I have a model denoted by f()
,
Suppose the target is t
, f(x1) = y1
and f(x2) = y2
and my loss is defined as
loss = mse(y1,y2) + mse(y2,t)
Since both y1
and y2
reguires grad, I have received error such as
one of the variables needed for gradient computation has been modified by an inplace operation
My understanding is that, suppose I evaluate y1 first, the graph has been changed upon my evaluation of y2. Should I fix some tensor such as ,e.g., y1_no_grad = y1.detach().numpy()
and then use
loss = mse(y1_no_grad,y2) + mse(y2,t)
?
However, I still receive error Can't call numpy() on Tensor that requires grad. Use tensor.detach().numpy()
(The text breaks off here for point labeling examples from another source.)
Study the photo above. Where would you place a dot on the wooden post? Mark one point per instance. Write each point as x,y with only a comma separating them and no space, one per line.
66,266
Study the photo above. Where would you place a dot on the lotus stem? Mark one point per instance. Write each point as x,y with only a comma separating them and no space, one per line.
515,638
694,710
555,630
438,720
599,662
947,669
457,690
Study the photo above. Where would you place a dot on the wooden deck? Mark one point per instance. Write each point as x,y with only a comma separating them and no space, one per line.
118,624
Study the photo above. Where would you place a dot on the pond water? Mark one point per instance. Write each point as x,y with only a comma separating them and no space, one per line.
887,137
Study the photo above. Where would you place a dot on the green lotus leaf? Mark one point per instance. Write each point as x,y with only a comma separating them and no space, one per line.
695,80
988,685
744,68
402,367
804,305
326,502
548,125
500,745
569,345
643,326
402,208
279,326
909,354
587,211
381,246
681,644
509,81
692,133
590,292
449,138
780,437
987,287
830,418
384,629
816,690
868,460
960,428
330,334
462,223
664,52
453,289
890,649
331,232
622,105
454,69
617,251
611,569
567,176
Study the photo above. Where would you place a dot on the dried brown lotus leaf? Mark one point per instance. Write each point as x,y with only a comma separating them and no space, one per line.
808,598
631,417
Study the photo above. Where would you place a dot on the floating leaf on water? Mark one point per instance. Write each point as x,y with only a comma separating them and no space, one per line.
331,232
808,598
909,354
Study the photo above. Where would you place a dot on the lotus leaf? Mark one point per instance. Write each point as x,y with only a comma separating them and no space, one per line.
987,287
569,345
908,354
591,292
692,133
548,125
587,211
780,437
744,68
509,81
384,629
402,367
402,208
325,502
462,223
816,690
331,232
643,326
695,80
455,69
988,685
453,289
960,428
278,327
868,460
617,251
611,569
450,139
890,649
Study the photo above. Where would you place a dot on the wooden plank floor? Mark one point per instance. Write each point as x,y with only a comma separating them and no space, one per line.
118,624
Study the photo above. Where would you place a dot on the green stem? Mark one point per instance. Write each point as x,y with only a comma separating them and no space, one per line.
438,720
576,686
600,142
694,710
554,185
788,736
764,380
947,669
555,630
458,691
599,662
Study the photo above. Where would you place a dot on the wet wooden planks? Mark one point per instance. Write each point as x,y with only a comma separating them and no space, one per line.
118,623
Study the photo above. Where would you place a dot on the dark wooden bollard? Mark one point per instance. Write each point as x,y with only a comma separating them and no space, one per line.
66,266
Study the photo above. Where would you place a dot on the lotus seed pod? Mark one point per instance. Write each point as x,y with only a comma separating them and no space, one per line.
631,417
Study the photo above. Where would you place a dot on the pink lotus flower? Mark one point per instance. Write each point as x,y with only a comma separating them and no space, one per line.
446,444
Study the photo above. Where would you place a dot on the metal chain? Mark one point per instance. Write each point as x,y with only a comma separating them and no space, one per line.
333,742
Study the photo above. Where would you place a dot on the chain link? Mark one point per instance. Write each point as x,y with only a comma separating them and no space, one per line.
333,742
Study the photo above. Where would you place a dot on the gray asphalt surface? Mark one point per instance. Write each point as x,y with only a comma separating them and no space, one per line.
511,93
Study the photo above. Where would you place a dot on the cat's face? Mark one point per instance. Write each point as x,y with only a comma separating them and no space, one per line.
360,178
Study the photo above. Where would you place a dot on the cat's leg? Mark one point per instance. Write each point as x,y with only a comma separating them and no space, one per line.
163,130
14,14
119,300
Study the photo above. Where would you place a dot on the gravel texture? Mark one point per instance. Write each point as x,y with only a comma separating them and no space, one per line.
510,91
, which I am not sure if it is because y1_no_grad is a numpy array while y2 is a tensor.
Update:
I realized my problem afterwards. It was due to that I created multiple loss tensors and that I backwarded one loss tensor first which changed the parameters in-place. This caused error when I wanted to backward another loss tensor.
E.g.
f(x1) = y1
f(x2) = y2
f(x3) = y3
...
f(xn) = yn
f(x) = y
for i in range(n):
optimizer.zero_grad()
loss = mse(y,yi) + mse(yi,t)
loss.backward()
optimizer.step()
To me the solutions are either:
1.accumulate the loss tensors before doing backward , i.e.
for i in range(n):
loss = mse(y,yi) + mse(yi,t)
loss.backward()
optimizer.step()
2.Evaluate again before each backward, i.e.:
for i in range(n):
optimizer.zero_grad()
y = f(x)
yi = f(xi)
loss = mse(y,yi) + mse(yi,t)
loss.backward()
optimizer.step()